Opponents, including Mayor Liz Innes, argued instead of that Council’s strong record on environment made the declaration unnecessary. Mayor Innes said she was obliged to represent constituents who had their say on environment at the State and Federal elections. This statement was not taken well by the gallery and those watching via Live-Streaming as it clearly showed she was referring to the election of the Liberal Party at a State and Federal level and as such "she was obliged to represent those constituents" concluding, it appeared, that Eurobodalla residents and voters were, as a majority, Liberal voters giving those governments mandates. For whatever reason she appeared to have forgotten that Gilmore was now a Federal Labor seat. For Eurobodalla Council, in absolute resistance to the term Climate Emergency, the motion was diluted to "Council acknowledges and consequently recognises that we are living in a time that requires focussed and strategic actions at the local government level, for the benefit of our whole community, in both the immediate and longer term to address variable and changing climate. And instead of the intention to proactively engage with the wider community, as Bega Council is now doing, Eurobodala councillors voted instead to "Acknowledge the proactive and strategic approach taken by this and previous Councils to address the variable changing climate, including through the Emissions Reduction Plan prepared and subsequently adopted by this Council on the 13 June 2017" Eurobodalla councillors also had to be reminded by one presenter to Public Forum that "For some of you, the motions may not represent the ideology of the political party you align yourself with. To this we ask you to reflect on the oath or affirmation you took when you were elected, which said in part, that you will act in the best interests of the local community, and impartially carry out your functions. In addition, the Local Government Act requires you to consider the long term and cumulative effects of your decisions on future generations." By contrast with the Eurobodalla example of how this issue was dealt with, in Bega today we witnessed Public Forum presenters being live streamed to their whole community to hear (NOTE: Eurobodalla have now shut down live-steaming or any recording of Public Forum so that presenters can't be heard, nor is there any evidence of questions asked by councillors or responses given)

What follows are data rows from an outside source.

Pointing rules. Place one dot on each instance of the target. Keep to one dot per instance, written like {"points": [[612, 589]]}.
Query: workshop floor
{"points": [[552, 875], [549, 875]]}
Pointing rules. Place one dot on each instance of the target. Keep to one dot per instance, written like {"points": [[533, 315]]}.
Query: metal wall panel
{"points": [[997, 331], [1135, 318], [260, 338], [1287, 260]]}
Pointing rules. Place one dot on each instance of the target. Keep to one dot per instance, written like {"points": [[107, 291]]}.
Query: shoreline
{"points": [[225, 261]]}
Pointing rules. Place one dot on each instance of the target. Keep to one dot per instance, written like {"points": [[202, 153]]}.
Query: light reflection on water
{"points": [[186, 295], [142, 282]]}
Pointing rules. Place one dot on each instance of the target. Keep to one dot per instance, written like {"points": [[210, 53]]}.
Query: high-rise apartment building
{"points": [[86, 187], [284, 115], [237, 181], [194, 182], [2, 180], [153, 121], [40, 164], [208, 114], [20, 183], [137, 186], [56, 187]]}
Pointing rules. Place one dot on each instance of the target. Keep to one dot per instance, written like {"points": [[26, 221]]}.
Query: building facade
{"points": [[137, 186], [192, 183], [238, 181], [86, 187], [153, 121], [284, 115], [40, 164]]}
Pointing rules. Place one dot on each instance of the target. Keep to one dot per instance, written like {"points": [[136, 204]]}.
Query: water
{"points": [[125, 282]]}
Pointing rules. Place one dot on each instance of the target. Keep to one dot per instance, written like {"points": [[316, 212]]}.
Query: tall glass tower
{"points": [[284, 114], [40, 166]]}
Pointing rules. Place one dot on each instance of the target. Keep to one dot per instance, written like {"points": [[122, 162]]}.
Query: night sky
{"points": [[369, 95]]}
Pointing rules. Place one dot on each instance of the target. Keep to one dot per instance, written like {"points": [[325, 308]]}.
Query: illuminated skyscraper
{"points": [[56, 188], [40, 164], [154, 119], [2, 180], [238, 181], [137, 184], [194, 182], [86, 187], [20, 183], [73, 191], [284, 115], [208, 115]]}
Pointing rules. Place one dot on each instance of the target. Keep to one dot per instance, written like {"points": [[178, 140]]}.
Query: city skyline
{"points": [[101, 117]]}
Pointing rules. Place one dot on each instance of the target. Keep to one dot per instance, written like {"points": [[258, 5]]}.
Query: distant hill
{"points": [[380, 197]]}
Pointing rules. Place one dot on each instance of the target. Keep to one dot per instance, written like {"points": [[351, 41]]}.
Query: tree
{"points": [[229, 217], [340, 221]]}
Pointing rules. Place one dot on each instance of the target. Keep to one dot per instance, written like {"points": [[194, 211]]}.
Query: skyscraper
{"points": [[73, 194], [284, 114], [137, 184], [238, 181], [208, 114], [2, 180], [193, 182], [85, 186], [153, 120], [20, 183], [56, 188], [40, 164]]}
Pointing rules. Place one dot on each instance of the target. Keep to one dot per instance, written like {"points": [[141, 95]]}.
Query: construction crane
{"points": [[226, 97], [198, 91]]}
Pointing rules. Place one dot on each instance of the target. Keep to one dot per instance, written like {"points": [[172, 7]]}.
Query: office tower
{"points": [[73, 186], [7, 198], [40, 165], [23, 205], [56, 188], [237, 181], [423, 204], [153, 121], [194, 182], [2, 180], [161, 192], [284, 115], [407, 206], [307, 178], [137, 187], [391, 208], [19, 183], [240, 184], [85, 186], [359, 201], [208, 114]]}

Today the Bega Mayor, Kristy McBain, reminded Councillors of their duty to represent the community and that "the Local Government Act requires you to consider the long term and cumulative effects of your decisions on future generations".
The intent of the adopted Bega motions today was to make clear Bega Council’s understanding of the critical issue of climate change, prompting speedy response to protect their community and future generations "from the projected catastrophic impacts of unchecked global heating. Few would deny we are in a drought emergency, which is indeed encompassed by a climate emergency."
The motions adopted in Bega were:
1. That Council’s Climate Resilience Strategy recognise the climate emergency, through the strength, scope and immediacy of initiatives for Council and the community to combat climate change. 2. That Council requires reports on relevant strategies, plans or initiatives to include assessment of potential climate change impacts.
Above: Bega Valley Mayor, Kristy McBain - Photo Bega Valley Council
With each councillor taking to turns to speak for or against the motion the Mayor as Chair allowed the gallery to applaud at the conclusion of each and in adopting the motion the gallery and a councillor stood and applauded with the Bega Mayor allowing the applause. No applause is allowed by order of the Eurobodalla Mayor in her Council Chambers.